Meet our Annual Pledge Partner: Family Mentor Foundation
Total Community Investments: $6,226

Family Mentor Foundation

Posted on 02 October 2018

As a former middle school teacher, I saw children on a daily basis come into my classroom and struggle with a variety of unmet needs. These needs generally fell into one of four distinct categories; physical, emotional, mental, and spiritual. I discovered that if any one of these needs went unmet, it prevented the child from reaching their full potential. With more than 50 percent of my students struggling with unmet needs, it was a constant challenge to try and meet those needs myself. It was demoralizing to see my students struggle. My heart grew heavy because these children deserved the support.

A child doesn’t get to choose his or her parents or the environment in which they grow up. As many of us know and maybe experienced ourselves, we get the cards we are dealt with and must learn how to survive. But nowhere is it written that anyone has to do it alone.

It was one particular student in my last year of teaching whose story inspired me to try and do more. I made my decision to leave my job as a teacher and start Family Mentor Foundation. The creation and dedication to FMF, has been my leadership journey.

I believe everyone possess leadership skills. Whether leadership is practiced as a mom in the home, a teacher in a classroom, or a CEO of a company, leadership is unique to each individual. To me, leadership is a process rather than a destination. It is as unique as the individual. For some their leadership potential may require courage, decision making, and creativity. For others it may be more subtle and include traits like humility, grace, and patience. Leadership requires a willingness to evolve as an individual and in doing so bring about necessary change. Whatever skills a person brings to the leadership role, those will grow alongside the addition of new ones.
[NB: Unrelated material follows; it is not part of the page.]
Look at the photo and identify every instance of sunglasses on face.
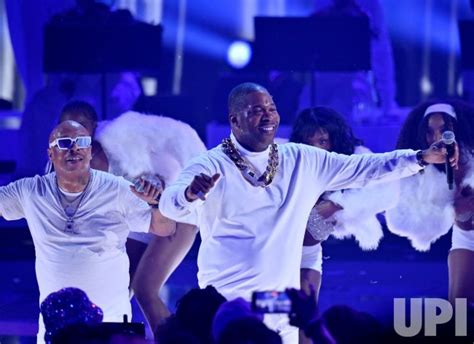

My leadership journey began with the creation of Family Mentor Foundation. I started FMF because I wanted to help kids that I couldn’t help as a teacher in the classroom. It has been five years since FMF started and it is only now when I look back that I see that Family Mentor Foundation has helped me just as much, if not more, than the kids we serve. When I began FMF, I had a vision to help kids, but inside was scared to death to step into a leadership role. My fear was what people would think of me, especially if they didn’t believe in what I was doing.

And I was afraid to fail.

My personal leadership journey has brought about an evolution that has helped me acquire hidden talents as well as the opportunity to face and overcome my fears. My growth as a leader has been directly proportional to the growth of our organization. Challenges for the organization became opportunities for me to acquire new strengths. Truth be told, I have always had a hard time maintaining close relationships and hated asking for help. I saw asking for help as a sign of weakness and maintaining close relationships required a level of vulnerability unfamiliar to me. The organization that I was attempting to create needed both of these skills sets. As the leader of FMF I learned very quickly that I couldn’t get very far on my own and that I would have no choice but to ask for help. I needed to learn how to be vulnerable and let people get to know me and our family. Our volunteers weren’t just investing in the organization they were investing in me. In order to grow FMF, I had to learn, usually through pain and hardship, how to overcome these weaknesses. For me this is what being a leader required. The more I practiced asking for help, the more the organization grew. The more I practiced being vulnerable and working closely with others, the more the organization grew.

This is what life has always been about for me: stepping out of fear, embracing my limitations and then surrendering as life creates something beautiful.  Life has and will always be my number one teacher. I wasn’t born a leader, however through circumstance, experience and willingness I was became a leader.